Trente et un ans après son exclusion du Parlement en 1988, l’extrême droite raciste israélienne, incarnée par le parti Force juive, s’est alliée mercredi au parti de la droite religieuse sioniste: Foyer juif. Une avancée qu’elle doit au jeu des alliances politiques. Le Premier ministre Netanyahou cherche à renforcer la droite religieuse en vue des élections du 9 avril. Or en 2015, Force juive a obtenu 2,9 % des intentions de vote. Si cela ne lui a pas permis d’entrer à la Knesset, le minimum requis étant de 3,25 %, cela l’a rendu assez important pour que le Premier ministre israélien convainque le chef de Foyer juif d’accepter un rapprochement. Non sans peine. Il a fallu que «Bibi» lui promette les ministères de l’Éducation et du Logement ainsi que deux sièges dans le Cabinet de sécurité pour qu’il consente.

Lutter contre les relations avec des non-juifs

C’est que Force juive porte un projet de société qui l’a, jusqu’à aujourd’hui, mis aux marges de la société israélienne. Le parti revendique l’héritage idéologique de Meïr Kahane, un rabbin extrémiste fondateur en 1968 de la Ligue de Défense Juive, cette mouvance d’autodéfense interdite dans de nombreux pays. Son idée? Toute atteinte portée à l’intégrité physique ou psychique d’un juif représentant une désacralisation du nom de Dieu, il convient d’y réagir de manière radicale. Dès le début des années 1970, Meïr Kahane prône la suprématie juive et la séparation radicale d’avec les non-juifs — aujourd’hui, ceux qui se réclament de lui sont souvent affiliés à des groupes comme Lehava et Helma qui luttent contre les relations entre juifs et non-juifs. Les «Arabes» sont sa cible favorite. Dans des vidéos, on le voit se vanter de les avoir compris — en d’autres termes, prôner la force à leur égard, ou leur domination. «Je ne déteste pas les Arabes; j’aime les Juifs. Et je me sens si terriblement désolé pour eux tandis qu’ils errent aveuglement et si follement loin du chemin de compréhension de qui ils sont, d’où ils viennent et d’où ils vont», disait-il dans la conclusion de son livre, «Questions inconfortables pour des juifs qui vivent confortablement».
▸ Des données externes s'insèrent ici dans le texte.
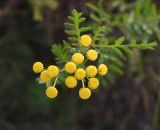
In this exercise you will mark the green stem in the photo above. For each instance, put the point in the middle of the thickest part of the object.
(55, 81)
(76, 23)
(156, 113)
(83, 83)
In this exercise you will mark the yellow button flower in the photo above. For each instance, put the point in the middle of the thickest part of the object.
(37, 67)
(52, 71)
(44, 76)
(51, 92)
(91, 71)
(71, 82)
(102, 69)
(78, 58)
(85, 40)
(70, 67)
(92, 55)
(84, 93)
(93, 83)
(80, 74)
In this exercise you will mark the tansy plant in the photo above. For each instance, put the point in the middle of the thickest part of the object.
(84, 58)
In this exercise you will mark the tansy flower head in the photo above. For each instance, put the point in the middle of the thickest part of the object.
(93, 83)
(91, 71)
(51, 92)
(44, 76)
(70, 67)
(71, 82)
(52, 71)
(102, 69)
(85, 40)
(80, 74)
(37, 67)
(92, 55)
(78, 58)
(84, 93)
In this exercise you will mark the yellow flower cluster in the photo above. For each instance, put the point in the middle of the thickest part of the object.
(76, 70)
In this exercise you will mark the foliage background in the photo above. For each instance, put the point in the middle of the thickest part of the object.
(27, 31)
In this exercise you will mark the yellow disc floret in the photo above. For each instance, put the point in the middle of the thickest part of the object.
(51, 92)
(102, 69)
(78, 58)
(80, 74)
(93, 83)
(91, 71)
(92, 55)
(84, 93)
(70, 67)
(37, 67)
(52, 71)
(44, 76)
(71, 82)
(85, 40)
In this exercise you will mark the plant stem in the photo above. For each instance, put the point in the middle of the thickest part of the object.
(83, 83)
(156, 113)
(55, 81)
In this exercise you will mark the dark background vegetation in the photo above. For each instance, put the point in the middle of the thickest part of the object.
(132, 103)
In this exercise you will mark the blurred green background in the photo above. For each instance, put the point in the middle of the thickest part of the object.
(28, 28)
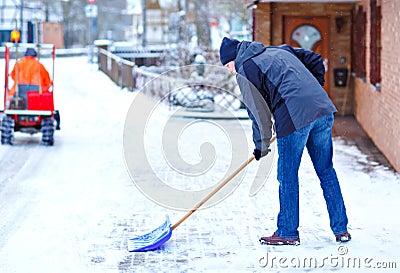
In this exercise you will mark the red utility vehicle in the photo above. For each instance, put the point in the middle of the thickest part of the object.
(31, 108)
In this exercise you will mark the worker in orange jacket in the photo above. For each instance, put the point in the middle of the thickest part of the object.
(30, 71)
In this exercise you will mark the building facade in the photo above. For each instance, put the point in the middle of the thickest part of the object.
(358, 41)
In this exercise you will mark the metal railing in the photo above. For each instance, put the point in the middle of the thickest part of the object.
(175, 87)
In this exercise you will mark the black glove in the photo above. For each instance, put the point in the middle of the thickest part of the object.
(257, 154)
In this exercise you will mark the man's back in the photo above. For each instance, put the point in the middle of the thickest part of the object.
(31, 71)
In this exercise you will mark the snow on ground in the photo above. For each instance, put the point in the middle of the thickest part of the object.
(72, 207)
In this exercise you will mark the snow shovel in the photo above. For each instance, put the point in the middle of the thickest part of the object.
(157, 237)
Un agitateur aux marges de la société

La réaction de la classe politique à son arrivée en Israël en 1971 le décevra profondément. Le mouvement du Goush Emounim («Bloc de la foi»), celui des religieux sionistes pro-colonisation, le rejette. Les leaders israéliens perçoivent ses adeptes comme une bande de voyous et le rabbin Kahane, comme un agitateur politique aux marges de la société. Kahane vomit la démocratie alors que pour les sionistes religieux, elle est compatible avec la loi juive. Pour lui bien qu’il croie en le Grand Israël, la question de la colonisation est secondaire alors qu’elle est primordiale pour le Goush Emounim.

De la parole aux actes

Utilisant à ses fins la démocratie qu’il déteste, Meïr Kahane obtient un siège au Parlement dans les années 1980 avant de s’en faire exclure au nom d’une loi antiraciste votée par les députés scandalisés par son extrémisme. Son assassinat en 1990 à New York par le membre d’un groupe égyptien lié à la mouvance islamiste ne met pas fin à son idéologie raciste. En 1994, Baruch Goldstein, un médecin israélo-américain, passe des paroles aux actes et assassine 29 Palestiniens en prière dans le Caveau des Patriarches de Hébron. C’est de cette vision du monde que se revendiquent aujourd’hui les leaders de Force juive. Ils s’opposent à toute forme d’État palestinien et à toute relation ou négociation avec l’Autorité palestinienne, appelant à l’annexion de toute la Cisjordanie et à l’annulation des Accords d’Oslo. Les membres de ce parti exigent également la souveraineté israélienne sur le mont du Temple à Jérusalem — lieu où est construite la mosquée Al Aqsa, troisième lieu saint de l’islam.

Le choc de la mort d’Ori

Dans une société toujours plus à droite, les thèses de cette mouvance radicale ont connu un nouveau succès ces dernières semaines après l’assassinat sordide d’Ori Ansbacher. La mort de cette jeune femme de 19 ans, violée et massacrée par un Palestinien de Hébron se revendiquant du Hamas, a provoqué un choc et une colère sur lesquels a surfé Force juive dont les messages appelant au rétablissement de la peine de mort ont été abondamment repris sur les réseaux sociaux.

«Dans la joie»

La montée de l’antisémitisme en Europe et particulièrement en France, alors que de nombreux fans de Force juive sont d’origine française, alimente aussi les crispations, et pas seulement à l’encontre des antisémites. Sur Facebook, un leader de Force juive commentait ainsi l’agression du philosophe français juif Alain Finkielkraut à Paris: «Les souteneurs (…) de la création d’un État arabe d’invasion de notre terre (…) s’ils se font insulter par des pro-palos en France, ils n’ont que ce qu’ils méritent». Dans un autre post sur son compte Facebook, l’homme ajoutait à l’adresse des juifs victimes d’antisémitisme: «Surtout, pensez à faire vos valoches pour Israël sans trop tarder. À bientôt ici dans la joie et on en rigolera».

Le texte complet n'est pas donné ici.